Comentarios de John A. Squires
Subsecretario de Comercio para la Propiedad Intelectual y
Director de la Oficina de Patentes y Marcas de los Estados Unidos
Martes, 23 de septiembre de 2025, 11:00 a. m. ET
Sede de la USPTO, Alexandria, Virginia
Buenos días. Ayer, en mi discurso de bienvenida, expresé mi convicción de que Estados Unidos necesita un sistema de propiedad intelectual sólido, robusto, amplio y resiliente.
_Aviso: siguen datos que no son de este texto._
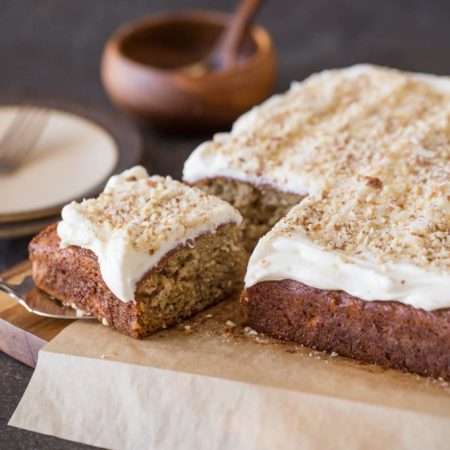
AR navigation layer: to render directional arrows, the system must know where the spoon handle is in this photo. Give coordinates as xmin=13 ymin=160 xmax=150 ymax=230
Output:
xmin=213 ymin=0 xmax=263 ymax=68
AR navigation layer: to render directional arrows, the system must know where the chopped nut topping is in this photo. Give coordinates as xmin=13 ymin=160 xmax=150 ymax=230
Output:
xmin=65 ymin=169 xmax=241 ymax=255
xmin=217 ymin=67 xmax=450 ymax=270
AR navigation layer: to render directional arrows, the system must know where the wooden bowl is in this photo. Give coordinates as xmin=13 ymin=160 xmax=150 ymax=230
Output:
xmin=101 ymin=11 xmax=276 ymax=131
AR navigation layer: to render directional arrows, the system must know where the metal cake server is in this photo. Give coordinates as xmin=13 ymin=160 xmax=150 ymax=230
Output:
xmin=0 ymin=275 xmax=95 ymax=319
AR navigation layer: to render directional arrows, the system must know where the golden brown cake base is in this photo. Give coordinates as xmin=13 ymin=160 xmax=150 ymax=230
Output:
xmin=241 ymin=280 xmax=450 ymax=381
xmin=195 ymin=178 xmax=304 ymax=252
xmin=29 ymin=224 xmax=246 ymax=338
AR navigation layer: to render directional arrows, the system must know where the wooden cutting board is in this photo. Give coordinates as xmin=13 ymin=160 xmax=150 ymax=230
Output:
xmin=0 ymin=261 xmax=72 ymax=367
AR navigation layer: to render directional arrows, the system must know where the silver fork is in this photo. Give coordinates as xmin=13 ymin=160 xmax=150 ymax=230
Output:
xmin=0 ymin=106 xmax=50 ymax=173
xmin=0 ymin=276 xmax=95 ymax=319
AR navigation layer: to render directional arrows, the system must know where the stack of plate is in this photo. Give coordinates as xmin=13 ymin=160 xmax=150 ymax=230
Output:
xmin=0 ymin=100 xmax=141 ymax=238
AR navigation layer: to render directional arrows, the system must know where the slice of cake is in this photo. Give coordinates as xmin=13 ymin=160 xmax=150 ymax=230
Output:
xmin=29 ymin=167 xmax=246 ymax=337
xmin=183 ymin=65 xmax=450 ymax=249
xmin=242 ymin=117 xmax=450 ymax=380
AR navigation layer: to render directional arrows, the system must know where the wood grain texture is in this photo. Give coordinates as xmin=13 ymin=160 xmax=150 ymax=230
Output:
xmin=0 ymin=261 xmax=72 ymax=367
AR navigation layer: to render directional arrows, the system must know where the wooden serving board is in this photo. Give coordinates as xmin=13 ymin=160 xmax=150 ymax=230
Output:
xmin=0 ymin=261 xmax=73 ymax=367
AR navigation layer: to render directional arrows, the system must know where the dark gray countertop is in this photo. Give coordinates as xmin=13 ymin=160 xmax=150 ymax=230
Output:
xmin=0 ymin=0 xmax=450 ymax=449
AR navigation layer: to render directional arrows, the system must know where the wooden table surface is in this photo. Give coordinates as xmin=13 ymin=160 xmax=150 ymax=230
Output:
xmin=0 ymin=0 xmax=450 ymax=449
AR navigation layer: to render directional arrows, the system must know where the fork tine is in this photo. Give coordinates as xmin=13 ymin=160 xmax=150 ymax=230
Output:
xmin=4 ymin=113 xmax=49 ymax=164
xmin=0 ymin=107 xmax=42 ymax=156
xmin=0 ymin=107 xmax=49 ymax=171
xmin=0 ymin=106 xmax=37 ymax=155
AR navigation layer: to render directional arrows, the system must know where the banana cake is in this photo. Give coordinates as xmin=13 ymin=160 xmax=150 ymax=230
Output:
xmin=184 ymin=65 xmax=450 ymax=380
xmin=183 ymin=64 xmax=450 ymax=250
xmin=29 ymin=167 xmax=246 ymax=338
xmin=237 ymin=67 xmax=450 ymax=380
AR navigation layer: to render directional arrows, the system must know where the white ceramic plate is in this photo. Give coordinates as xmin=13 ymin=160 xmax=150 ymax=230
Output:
xmin=0 ymin=106 xmax=119 ymax=222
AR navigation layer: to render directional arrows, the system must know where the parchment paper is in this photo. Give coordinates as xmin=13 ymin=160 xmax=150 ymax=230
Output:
xmin=10 ymin=301 xmax=450 ymax=450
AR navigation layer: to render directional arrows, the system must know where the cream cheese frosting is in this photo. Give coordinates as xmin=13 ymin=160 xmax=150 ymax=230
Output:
xmin=57 ymin=166 xmax=242 ymax=302
xmin=245 ymin=214 xmax=450 ymax=311
xmin=184 ymin=65 xmax=450 ymax=310
xmin=183 ymin=64 xmax=450 ymax=195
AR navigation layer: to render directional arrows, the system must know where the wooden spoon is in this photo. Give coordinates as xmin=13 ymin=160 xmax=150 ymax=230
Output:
xmin=177 ymin=0 xmax=263 ymax=77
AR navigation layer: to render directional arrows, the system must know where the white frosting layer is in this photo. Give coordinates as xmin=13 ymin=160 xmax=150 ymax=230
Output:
xmin=58 ymin=167 xmax=242 ymax=302
xmin=183 ymin=64 xmax=450 ymax=196
xmin=245 ymin=229 xmax=450 ymax=311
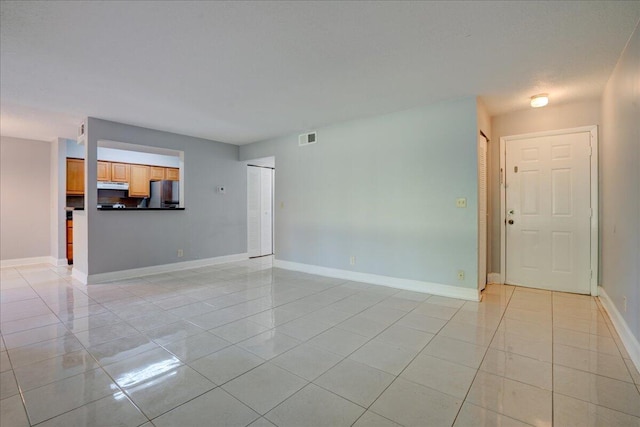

Hoy cumplo con esa promesa.
En mi primer acto oficial como el 60.º Director de la Oficina de Patentes y Marcas de los Estados Unidos, tengo el honor de firmar la concesión de dos patentes que representan la vanguardia del ingenio humano: una en el campo de las tecnologías de registro distribuido/criptomonedas y otra en el campo del diagnóstico médico.
Estas han sido áreas de gran debate, pero en mi opinión improductivo, que con demasiada frecuencia se ha descartado como «meros métodos comerciales» o «prácticas de diagnóstico no admisibles». Como el presidente Trump reafirmó recientemente la máxima atemporal de Calvin Coolidge: «El negocio de Estados Unidos son los negocios». Quise enviar un mensaje claro con las dos primeras patentes emitidas durante mi gestión: la Oficina de Patentes de Estados Unidos está abierta a los negocios, especialmente para las tecnologías del futuro.
Para recalcar esto, presento hoy una copia de la patente fundamental de telégrafo de Samuel Morse de 1840, una innovación que transformó las comunicaciones para siempre. La reivindicación 5 de dicha patente fue confirmada por la Corte Suprema como patentable, dado que la reivindicación 8 era abstracta. Esto nos recuerda que las tecnologías aplicadas son fundamentales y constituyen la base del crecimiento de Estados Unidos.
El avance tecnológico no conoce límites. Desde las criptomonedas y la IA hasta la computación cuántica y el diagnóstico, el mercado ofrece oportunidades asombrosas para la invención y la inversión. ¿Quién sabe qué nos deparará el futuro? Lo que sí sé es que las patentes que firmé hoy representan tecnologías aplicadas y patentables que impulsan las fronteras del conocimiento.
Con esto, les digo a los inventores y emprendedores de todo el mundo: la Oficina de Patentes de los Estados Unidos es su aliada. Estamos aquí para proteger sus derechos, liberar su potencial y garantizar que la innovación siga impulsando el futuro de Estados Unidos.
Me complace otorgar las patentes estadounidenses n.° 12,419,201 y n.° 12,419,202. Felicito a los inventores, a sus agentes y abogados, y a los examinadores que las concedieron. Ojalá sean las primeras de muchas innovaciones que, en el futuro, patentaremos.